I read your thread and it is obvious you have a failing ESC since it jitters on a single drive setup and has nothing to do with the receiver wires. Some component in it is faulty. What I suspect is going on is that your 5v line is dropping, which is causing the signal line coming from the receiver to jitter. By connecting the second esc in parallel, that esc’s 5v rail power gets pegged to the other and is most likely why it works.
I would not give recommendations based on a faulty setup. Yours works as long as the second esc doesnt start to jitter and as is you are putting an extra load on it.
The reason you are not meant to connect two 5v rails in parallel is stated above. You can take that however you want.
you’re totally right, not sure why i was so hung up on bluetooth. yes, 2.4ghz remote receiver.
no worries, i should have given you a better explanation earlier.
TWO 3-pin servo wire, male to male ONE splitter, 3-pin servo wire, 2 female to 1 male - something like this
so, the MALE end of the splitter goes into your remote receiver, for me it’s channel 2 (yours may be different, test it out):
then the two servo wires are connected to the female ends of your splitter.
then each of the servo wires gets connected to your vesc.
watch torqueboards’ instructions on how:
here’s the part where you cut the 5v wire. but let me just explain why again.
if you look at the vesc schematic, the servo connection outputs 5 volts through the center pin.
your remote receiver requires 5 volts to operate.
since we’re connecting two vescs, middle wire will now carry 10 volts to the remote receiver.
that’s why we cut one of the 5v line.
put together it looks like this, RED is the 5v line.
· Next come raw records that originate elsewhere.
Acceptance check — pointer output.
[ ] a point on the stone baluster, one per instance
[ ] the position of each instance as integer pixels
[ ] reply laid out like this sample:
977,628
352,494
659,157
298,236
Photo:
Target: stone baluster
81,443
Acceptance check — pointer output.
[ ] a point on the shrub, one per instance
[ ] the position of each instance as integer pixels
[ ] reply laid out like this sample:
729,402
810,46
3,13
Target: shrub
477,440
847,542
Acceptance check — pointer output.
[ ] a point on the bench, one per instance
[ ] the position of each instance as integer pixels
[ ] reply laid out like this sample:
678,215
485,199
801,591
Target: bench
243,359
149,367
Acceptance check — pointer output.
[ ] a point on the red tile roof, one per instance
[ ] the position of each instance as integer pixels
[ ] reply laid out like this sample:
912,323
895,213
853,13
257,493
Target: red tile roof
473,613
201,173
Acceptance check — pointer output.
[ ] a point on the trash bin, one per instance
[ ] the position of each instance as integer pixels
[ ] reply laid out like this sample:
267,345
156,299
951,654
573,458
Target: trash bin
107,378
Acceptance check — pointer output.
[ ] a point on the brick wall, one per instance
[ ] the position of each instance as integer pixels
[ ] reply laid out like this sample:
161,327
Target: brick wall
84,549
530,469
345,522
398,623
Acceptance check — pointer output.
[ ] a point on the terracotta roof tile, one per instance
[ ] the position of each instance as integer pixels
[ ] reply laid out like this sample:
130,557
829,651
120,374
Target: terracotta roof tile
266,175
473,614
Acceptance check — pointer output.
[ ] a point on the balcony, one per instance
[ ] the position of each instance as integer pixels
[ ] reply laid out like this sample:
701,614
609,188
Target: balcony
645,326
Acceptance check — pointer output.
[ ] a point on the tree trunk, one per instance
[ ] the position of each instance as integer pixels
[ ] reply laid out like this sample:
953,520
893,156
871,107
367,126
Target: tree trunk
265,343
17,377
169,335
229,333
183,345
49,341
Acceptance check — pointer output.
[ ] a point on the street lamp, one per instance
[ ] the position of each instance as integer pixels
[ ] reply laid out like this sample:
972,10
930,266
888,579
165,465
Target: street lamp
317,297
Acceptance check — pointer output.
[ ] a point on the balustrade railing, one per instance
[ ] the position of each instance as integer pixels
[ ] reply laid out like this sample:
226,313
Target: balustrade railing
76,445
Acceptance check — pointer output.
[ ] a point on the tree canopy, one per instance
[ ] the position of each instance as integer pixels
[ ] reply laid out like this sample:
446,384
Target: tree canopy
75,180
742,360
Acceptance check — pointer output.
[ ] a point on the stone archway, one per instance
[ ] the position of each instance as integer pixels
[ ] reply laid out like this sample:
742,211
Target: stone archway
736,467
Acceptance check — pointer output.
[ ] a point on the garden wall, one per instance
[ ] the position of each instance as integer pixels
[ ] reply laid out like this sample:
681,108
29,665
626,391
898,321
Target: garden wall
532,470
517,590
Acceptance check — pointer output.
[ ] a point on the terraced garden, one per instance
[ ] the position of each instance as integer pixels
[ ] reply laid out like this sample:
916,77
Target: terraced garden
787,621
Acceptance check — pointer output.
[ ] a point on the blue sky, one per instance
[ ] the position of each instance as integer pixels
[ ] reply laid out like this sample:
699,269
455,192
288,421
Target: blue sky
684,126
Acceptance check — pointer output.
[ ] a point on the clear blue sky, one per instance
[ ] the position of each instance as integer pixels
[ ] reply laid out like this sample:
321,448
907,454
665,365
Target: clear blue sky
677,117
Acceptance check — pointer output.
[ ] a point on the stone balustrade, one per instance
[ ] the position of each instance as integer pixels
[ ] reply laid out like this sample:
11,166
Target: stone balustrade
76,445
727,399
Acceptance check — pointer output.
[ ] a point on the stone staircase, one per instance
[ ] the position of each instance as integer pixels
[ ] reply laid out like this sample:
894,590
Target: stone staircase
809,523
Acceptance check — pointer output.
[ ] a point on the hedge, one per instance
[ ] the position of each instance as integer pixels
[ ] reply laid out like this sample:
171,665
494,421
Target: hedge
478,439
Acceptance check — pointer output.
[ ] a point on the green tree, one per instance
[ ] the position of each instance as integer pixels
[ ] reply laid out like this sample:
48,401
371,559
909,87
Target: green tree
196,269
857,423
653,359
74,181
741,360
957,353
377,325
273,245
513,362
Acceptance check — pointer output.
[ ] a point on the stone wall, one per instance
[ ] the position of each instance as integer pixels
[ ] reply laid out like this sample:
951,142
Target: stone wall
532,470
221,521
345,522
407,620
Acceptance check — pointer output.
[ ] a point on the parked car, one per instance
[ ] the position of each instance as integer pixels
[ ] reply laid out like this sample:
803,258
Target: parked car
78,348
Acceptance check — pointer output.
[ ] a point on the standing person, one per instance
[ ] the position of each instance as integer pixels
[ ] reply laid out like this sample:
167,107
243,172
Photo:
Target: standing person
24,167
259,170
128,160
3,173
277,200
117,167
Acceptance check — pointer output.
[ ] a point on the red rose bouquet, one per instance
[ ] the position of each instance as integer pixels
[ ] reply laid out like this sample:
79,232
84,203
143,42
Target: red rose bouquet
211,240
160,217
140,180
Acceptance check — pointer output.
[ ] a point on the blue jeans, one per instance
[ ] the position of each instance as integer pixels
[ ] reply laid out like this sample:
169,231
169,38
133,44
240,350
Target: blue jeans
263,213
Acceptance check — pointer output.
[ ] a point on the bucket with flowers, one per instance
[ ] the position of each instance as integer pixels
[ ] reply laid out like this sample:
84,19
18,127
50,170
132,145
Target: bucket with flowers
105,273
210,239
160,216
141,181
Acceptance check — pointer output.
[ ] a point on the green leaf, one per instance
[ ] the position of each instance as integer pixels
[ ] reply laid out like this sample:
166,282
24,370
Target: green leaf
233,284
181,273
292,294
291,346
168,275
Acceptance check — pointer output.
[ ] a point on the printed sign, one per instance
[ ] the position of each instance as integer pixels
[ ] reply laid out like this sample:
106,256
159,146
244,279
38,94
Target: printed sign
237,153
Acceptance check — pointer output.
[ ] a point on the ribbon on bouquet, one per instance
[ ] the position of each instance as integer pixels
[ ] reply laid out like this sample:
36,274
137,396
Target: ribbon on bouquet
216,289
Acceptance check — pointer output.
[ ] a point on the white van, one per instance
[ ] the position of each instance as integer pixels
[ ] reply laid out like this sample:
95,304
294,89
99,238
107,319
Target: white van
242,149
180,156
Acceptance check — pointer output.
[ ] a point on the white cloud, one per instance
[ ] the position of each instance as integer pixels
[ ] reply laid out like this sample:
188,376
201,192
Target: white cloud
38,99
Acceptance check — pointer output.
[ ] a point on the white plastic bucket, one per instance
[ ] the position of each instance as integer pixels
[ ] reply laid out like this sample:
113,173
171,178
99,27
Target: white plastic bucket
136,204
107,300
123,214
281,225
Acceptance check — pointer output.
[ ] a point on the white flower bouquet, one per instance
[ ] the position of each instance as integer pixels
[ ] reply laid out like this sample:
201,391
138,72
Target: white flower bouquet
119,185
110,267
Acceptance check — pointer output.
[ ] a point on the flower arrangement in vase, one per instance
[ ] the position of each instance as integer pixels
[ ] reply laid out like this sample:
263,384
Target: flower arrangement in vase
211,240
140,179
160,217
No it will not - it will still carry 5V
hm…if this is the case then no need to cut the wire.
i was strictly going off @psychotiller’s advice but didn’t measure it with a multi-meter.
at this point i’m too lazy to take stuff apart to test, but @moe_lester it may be good to check the voltages. if after connecting everything the middle wire reads 5 volts then you’re good to go, no need to cut anything.
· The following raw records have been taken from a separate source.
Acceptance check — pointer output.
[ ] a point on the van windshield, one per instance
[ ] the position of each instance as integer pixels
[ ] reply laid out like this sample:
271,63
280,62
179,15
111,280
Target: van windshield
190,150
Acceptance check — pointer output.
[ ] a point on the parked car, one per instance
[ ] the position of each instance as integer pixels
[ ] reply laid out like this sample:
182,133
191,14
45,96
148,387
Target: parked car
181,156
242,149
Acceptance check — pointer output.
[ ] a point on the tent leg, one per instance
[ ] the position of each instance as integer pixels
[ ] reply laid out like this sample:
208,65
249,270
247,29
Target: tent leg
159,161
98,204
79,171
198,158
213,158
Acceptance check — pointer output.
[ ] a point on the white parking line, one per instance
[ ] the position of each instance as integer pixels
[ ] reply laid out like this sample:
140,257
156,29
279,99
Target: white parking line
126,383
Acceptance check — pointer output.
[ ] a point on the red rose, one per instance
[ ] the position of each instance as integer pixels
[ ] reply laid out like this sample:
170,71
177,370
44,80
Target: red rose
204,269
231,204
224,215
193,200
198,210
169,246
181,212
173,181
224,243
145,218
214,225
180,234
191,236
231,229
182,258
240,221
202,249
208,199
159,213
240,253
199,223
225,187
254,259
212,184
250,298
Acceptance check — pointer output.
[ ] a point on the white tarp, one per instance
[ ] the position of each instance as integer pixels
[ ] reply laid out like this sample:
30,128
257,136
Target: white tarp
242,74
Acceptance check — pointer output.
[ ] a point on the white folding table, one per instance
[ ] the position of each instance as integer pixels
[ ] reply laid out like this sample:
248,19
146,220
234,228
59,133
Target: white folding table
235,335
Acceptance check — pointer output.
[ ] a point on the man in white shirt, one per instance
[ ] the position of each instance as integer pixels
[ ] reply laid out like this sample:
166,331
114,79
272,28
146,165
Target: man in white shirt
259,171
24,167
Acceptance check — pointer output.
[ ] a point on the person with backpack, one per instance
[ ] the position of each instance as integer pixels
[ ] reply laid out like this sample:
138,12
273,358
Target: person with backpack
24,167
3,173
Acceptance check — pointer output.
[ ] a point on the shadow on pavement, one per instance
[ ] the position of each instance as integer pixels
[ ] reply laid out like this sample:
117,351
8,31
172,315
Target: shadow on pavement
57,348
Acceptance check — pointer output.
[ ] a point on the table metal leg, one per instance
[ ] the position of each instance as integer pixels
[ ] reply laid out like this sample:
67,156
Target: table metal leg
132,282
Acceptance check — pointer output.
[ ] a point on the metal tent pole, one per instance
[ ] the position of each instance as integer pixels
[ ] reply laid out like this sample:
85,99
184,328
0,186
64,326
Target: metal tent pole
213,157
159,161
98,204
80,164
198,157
As @Maxid said, the voltage will still be 5v. The reason you cut the wire is what I explained above. It is not done to protect the receiver, it is done to protect the VESCs from each other.
there you go then, makes sense.
i’ve cut one of the 5v wires, works great.
I’ve also heard you should disconnect 1 of the red wires in Y-servo config. Makes sense.
Maybe use the redundant red wire for a lil 5V tail light? Curious if this would be bad for the vesc, and what kind of amp draw this 5V out would allow for safely. @PXSS, maybe you could help here? Sorry, I’m no electrical engineer as you might’ve guessed.
I think the VESC can output 1A from the 5V rail. I’m just going by memory though. There are several threads about pulling power from the vesc for led lights. As long as you’re not pulling a lot of power, you’re not damaging anything
I might have missed something, but why not can bus?
Cut the wire and you’ll have no issues or surprises. I I’ve ran it both ways. Cut wire is better.
Canbus is just an unneeded complication and doesn’t always work.
I’ve heard that, but never had the problem myself. Weird.
Just curious, if I am splitting ppm, can I still use a Bluetooth module?
Pretty sure not. I kept running into problems because the apps can only connect to one so the other never connects. Got it to work once but never again
What about only connecting it to one VESC, or having a module for each. Not the most convenient I kmow, but possible?
i’ll test it once I get my vescs back.